For six months Perrey practiced playing the Ondioline with his right hand while simultaneously playing piano with his left. Jenny was so impressed with Perrey's proficiency and dexterity, he offered him a job as a salesman and product demonstrator. After earning substantial commissions on sales made during a trip to Sweden (during which he performed on TV), Perrey quit medical school and devoted his career to electronic music. Perrey procured so many orders for Ondiolines during the 1950s that Jenny finally had to open a factory, Les Ondes Sonores Jenny (later known as La Musique Electronique), in Paris.

Into the 1960s, Perrey continued to promote the instrument, touring, performing and recording under the playful pseudonym "Mr.

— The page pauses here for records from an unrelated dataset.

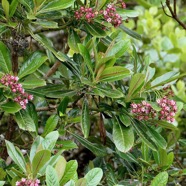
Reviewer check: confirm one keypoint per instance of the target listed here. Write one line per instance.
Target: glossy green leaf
(95, 30)
(51, 124)
(160, 180)
(117, 49)
(50, 140)
(51, 176)
(73, 40)
(60, 167)
(25, 121)
(136, 83)
(112, 93)
(63, 106)
(56, 5)
(97, 149)
(114, 73)
(32, 64)
(87, 60)
(16, 155)
(130, 32)
(85, 119)
(10, 107)
(70, 170)
(157, 138)
(39, 160)
(123, 137)
(93, 177)
(5, 59)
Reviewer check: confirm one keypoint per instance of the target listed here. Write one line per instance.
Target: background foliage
(85, 74)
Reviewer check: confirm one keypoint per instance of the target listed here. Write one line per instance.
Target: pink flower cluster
(20, 96)
(168, 109)
(85, 13)
(111, 16)
(143, 111)
(25, 182)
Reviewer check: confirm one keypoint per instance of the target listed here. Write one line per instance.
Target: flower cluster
(168, 109)
(26, 182)
(143, 111)
(20, 96)
(111, 16)
(85, 13)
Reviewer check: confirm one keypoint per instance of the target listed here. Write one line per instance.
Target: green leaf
(130, 32)
(10, 107)
(97, 149)
(13, 7)
(70, 170)
(86, 56)
(63, 106)
(51, 124)
(46, 24)
(141, 130)
(113, 74)
(5, 59)
(51, 176)
(93, 177)
(6, 6)
(25, 121)
(39, 160)
(73, 40)
(117, 49)
(136, 83)
(56, 5)
(160, 180)
(108, 92)
(95, 30)
(60, 167)
(16, 155)
(157, 138)
(50, 140)
(85, 119)
(123, 137)
(32, 64)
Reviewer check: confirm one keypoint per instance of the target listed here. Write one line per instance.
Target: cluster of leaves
(86, 85)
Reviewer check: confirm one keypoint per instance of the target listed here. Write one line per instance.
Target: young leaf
(16, 156)
(97, 149)
(93, 177)
(114, 73)
(160, 180)
(60, 167)
(123, 137)
(51, 124)
(40, 159)
(5, 59)
(32, 64)
(70, 170)
(85, 119)
(51, 176)
(136, 83)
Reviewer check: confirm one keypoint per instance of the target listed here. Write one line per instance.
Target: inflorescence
(26, 182)
(20, 96)
(144, 110)
(110, 14)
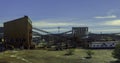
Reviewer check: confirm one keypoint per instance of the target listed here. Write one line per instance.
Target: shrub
(70, 51)
(89, 53)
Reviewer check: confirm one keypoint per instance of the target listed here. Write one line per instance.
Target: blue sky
(98, 15)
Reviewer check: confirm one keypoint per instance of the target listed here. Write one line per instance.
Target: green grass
(44, 56)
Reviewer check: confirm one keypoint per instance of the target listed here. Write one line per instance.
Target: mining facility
(20, 34)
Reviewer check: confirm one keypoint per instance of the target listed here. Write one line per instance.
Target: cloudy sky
(98, 15)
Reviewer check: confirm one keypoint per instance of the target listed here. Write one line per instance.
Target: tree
(116, 52)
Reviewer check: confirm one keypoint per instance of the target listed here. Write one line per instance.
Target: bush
(116, 52)
(70, 51)
(89, 53)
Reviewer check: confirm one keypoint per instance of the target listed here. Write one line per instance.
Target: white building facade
(104, 44)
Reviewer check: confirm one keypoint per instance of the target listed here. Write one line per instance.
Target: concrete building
(104, 44)
(18, 33)
(80, 32)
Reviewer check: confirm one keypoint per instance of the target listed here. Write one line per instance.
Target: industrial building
(18, 33)
(80, 34)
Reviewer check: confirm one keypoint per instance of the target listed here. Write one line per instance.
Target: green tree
(116, 52)
(89, 53)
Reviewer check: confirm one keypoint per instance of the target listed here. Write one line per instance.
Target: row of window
(103, 45)
(16, 40)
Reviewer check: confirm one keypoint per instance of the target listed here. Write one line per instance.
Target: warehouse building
(80, 34)
(18, 33)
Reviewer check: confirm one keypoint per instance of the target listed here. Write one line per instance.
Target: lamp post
(58, 29)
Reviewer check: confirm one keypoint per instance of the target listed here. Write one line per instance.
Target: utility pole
(58, 29)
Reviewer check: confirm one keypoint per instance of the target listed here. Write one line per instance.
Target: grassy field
(44, 56)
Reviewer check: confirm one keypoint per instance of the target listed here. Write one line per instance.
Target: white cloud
(103, 17)
(113, 23)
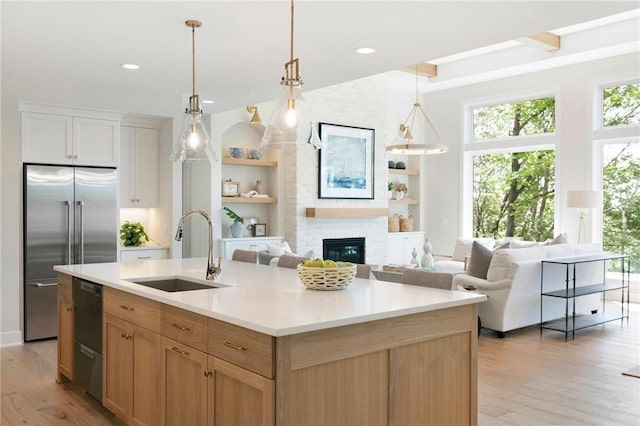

Ondioline."

==Gotye and the Ondioline==

Since 2016 the instrument has been championed by Australian pop star Wally (Gotye) De Backer, who acquired a number of vintage Ondiolines and began performing concerts with his Ondioline Orchestra in November of that year. In a 2018 interview with Australia's Broadsheet, De Backer said, “You can dial in an incredibly wide range of sounds on the ondioline, and the unique mechanics for playing it allows you to create sounds very sensitively and with a musical deftness I just feel isn't present on most other electronic instruments from the '40s – or decades since."

In 2022, De Backer launched a comprehensive website, Ondioline.com, devoted to the instrument and its history.